Torta rustica con coste (la parte bianca) – Cooking Dona

La torta salata con le coste (bieta) è una variante delle torte salate molto buona che risulta croccante e saporita e di veloce preparazione. Come per tutte le torte salate con verdure cotte anche in questo caso si ottiene un rustico a forma di torta dal gusto salato, realizzato con un guscio di pasta brisé, preparata in casa o acquistata già pronta. Per un gusto più friabile si può utilizzare la pasta sfoglia o a piacere con un impasto rustico con un ripieno saporito di coste saltate in padella e formaggi misti, quelli che si hanno in frigo.

Le torte salate con verdure e formaggio fanno parte di tutte le ricette che si possono preparare per svuotare il frigo,  consumando “rimasugli” o avanzi del giorno prima o anche ingredienti prossimi alla scadenza.

Se non vuoi utilizzare le coste si possono sostituire con una qualsiasi verdura a foglia larga oppure con dei broccoli e cavolfiori o anche con le zucchine.

Che differenza c’è fra coste e bieta?

Il tipo di verdura è lo stesso, quello che cambia è la forma. A seconda della forma infatti questa verdura assume nomi diversi: la bietola da coste ha foglie più piccole e coste più grandi , che possono essere bianche, gialle, rosse o arancioni, lunghe o spesse. Nel mio caso ho scelto le coste bianche molto spesse. La bietola da foglie o erbetta ha coste più piccole e si mangiano solo le foglie.

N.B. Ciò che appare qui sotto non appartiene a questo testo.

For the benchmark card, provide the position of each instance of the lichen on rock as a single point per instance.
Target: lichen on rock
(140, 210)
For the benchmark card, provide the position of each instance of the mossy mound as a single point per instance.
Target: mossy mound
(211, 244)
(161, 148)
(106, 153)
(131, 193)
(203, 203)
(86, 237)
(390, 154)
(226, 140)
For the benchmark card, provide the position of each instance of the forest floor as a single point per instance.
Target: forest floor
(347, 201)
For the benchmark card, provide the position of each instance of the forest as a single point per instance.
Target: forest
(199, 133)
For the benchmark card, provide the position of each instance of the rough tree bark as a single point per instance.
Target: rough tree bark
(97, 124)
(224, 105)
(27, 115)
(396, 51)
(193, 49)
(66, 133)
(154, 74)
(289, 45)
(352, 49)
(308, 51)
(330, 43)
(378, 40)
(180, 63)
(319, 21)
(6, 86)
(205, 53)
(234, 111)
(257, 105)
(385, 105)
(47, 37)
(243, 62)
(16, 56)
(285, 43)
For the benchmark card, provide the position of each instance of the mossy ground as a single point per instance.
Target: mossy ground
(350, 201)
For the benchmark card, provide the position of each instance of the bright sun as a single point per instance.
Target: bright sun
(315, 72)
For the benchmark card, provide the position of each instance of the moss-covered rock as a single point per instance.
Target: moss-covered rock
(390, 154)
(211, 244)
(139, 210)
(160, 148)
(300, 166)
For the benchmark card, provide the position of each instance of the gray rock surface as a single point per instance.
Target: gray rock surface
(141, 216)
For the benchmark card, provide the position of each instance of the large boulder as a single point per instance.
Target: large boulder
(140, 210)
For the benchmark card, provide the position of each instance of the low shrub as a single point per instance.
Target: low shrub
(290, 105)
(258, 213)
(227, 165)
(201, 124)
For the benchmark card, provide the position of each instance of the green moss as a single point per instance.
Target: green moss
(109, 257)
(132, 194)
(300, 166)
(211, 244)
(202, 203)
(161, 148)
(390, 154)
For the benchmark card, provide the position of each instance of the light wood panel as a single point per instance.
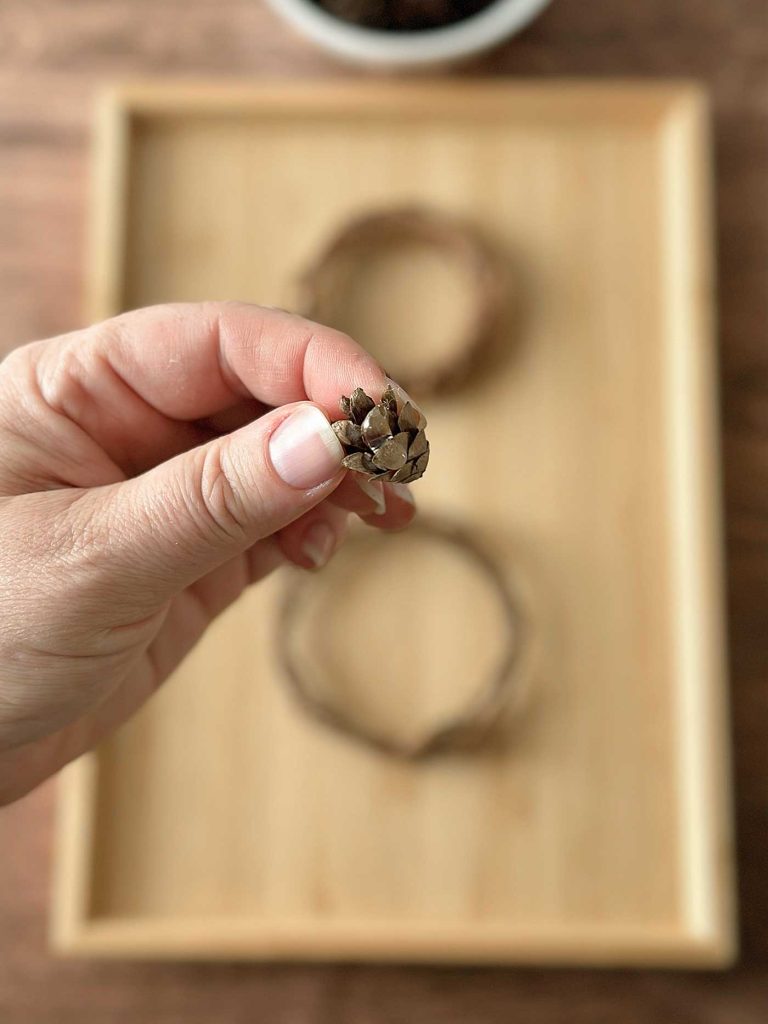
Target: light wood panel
(219, 821)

Preparare la pasta brisée in casa è facile, questa pasta è una preparazione base molto semplice e veloce da fare, di seguito ti lascio la mia ricetta, ma se vuoi saperne di più e scoprire qualche trucco, ti lascio il link di approfondimento al mio articolo sulla pasta brisé.

Per questa torta ho utilizzato solo la parte bianca delle coste, la parte verde delle foglie delle coste l’ho utilizzata per un minestrone.

Non ho aggiunto sale alla torta salata svuotafrigo per questo motivo non lo trovi fra gli ingredienti.

Torta salata svuotafrigo con coste, solo la parte biaca e formaggi. La pasta brisé è fatta in casa con una ricetta facile e veloce e vegana.

Lista per la spesa

Ingredienti per il condimento

  • 100 g di fontina circa 10 fette
  • 2 uova
  • 2 cucchiai di parmigiano grattugiato
  • 1 cespi di coste solo la parte bianca grande o 2 cespi piccoli
  • 50 g di emmental
  • Aglio q. b.
  • Cipolla q. b.

Ingredienti Pasta brisée

  • 300 g di farina Manitoba
  • 100 g di acqua ghiacciata
  • 60 g di olio evo
  • Facoltativo 1 cucchiaio raso da caffè di lievito istantaneo per torte salate.

Cuciniamo

  1. Sbollentare le coste dopo averle tagliate a quadrotti.
  2. Fare un soffritto molto leggero con aglio e cipolla.
  3. Versare le coste nel soffritto quindi coprirle e cuocerle per 15-20 minuti, mescolandole spesso. Se dovessero asciugarsi troppo aggiungere dell’acqua, meglio se si aggiunge quella in cui sono state sbollentate le coste.
  4. Quindi lasciarle freddare.
  5. A parte tagliare la fontina a fettine, sminuzzare l’emmental.
  6. Lavorare le uova con il formaggio grattugiato e poi lasciare riposare.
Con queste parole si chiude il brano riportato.